NHS can fund HIV prophylaxis – court
A court in England has ruled that England’s National Health Service can pay for Gilead’s Truvada in its use in HIV prevention, after campaigners took legal action over the organisation’s refusal to fund it.
NHS England refused to pay for Truvada (emtricitabine+tenofovir) earlier this summer, saying that it was down to councils to fund preventive treatments.
In a High Court ruling, Mr Justice Green, said there was nothing to stop the NHS paying for the drug. But NHS England says it will fight the decision, arguing that paying for the drug could jeopardise funding for other treatments and services.
The National Aids Trust (NAT), which challenged NHS England’s stance in the courts, said the ruling is “vindication for the many people who were let down” by the decision to axe pre-exposure prophylaxis (PrEP) funding in June.
However the NAT said it is “enormously disappointing” that NHS England has decided to appeal this judgement.
The appeal will mean any potential commissioning of PrEP will not take place for months.
There will be a 30-day public consultation on PrEP, which the NAT said should begin almost immediately.
An NHS England committee will consider the case for commissioning, but a final decision and commissioning will depend on the outcome of the appeal.
NHS England had previously suggested that funding for a national scheme would be available, but after 18 months of preparation it backed down and said it would pay for only a handful of pilot sites.

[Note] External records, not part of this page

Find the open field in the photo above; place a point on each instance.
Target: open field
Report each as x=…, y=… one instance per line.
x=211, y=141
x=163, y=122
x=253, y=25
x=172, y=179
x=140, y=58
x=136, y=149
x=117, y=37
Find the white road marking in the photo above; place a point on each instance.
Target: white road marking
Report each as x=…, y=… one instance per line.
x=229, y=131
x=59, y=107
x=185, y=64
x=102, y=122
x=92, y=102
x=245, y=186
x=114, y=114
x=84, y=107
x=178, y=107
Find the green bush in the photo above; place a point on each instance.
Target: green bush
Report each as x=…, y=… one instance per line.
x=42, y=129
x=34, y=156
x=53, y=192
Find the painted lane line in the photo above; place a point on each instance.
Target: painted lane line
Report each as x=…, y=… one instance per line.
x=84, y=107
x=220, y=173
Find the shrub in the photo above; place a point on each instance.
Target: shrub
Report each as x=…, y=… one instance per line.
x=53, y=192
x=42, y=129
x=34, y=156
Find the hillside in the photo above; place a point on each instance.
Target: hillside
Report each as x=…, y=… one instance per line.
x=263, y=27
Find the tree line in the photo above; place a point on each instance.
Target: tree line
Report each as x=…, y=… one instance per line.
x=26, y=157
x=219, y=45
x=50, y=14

The PROUD study had provided the clinical basis for PrEP in high-risk individuals in England, and this was further reinforced when European regulators said the drug could be used in this indication late last month.

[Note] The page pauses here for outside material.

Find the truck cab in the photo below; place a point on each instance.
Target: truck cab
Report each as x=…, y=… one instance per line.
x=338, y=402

Ian Green, chief executive of the Terrence Higgins Trust HIV charity, said: “Because of the mess and delays created by NHS England, people at risk of HIV have spent the past 18 months fighting to be heard, meanwhile 17 people have been diagnosed with HIV with every day that has passed.”
Green said that many people were coming off the PROUD trial this month.
“Unless NHS England acts rapidly, it is only a matter of time before some of these people become HIV positive. PrEP must be prioritised and made available now.”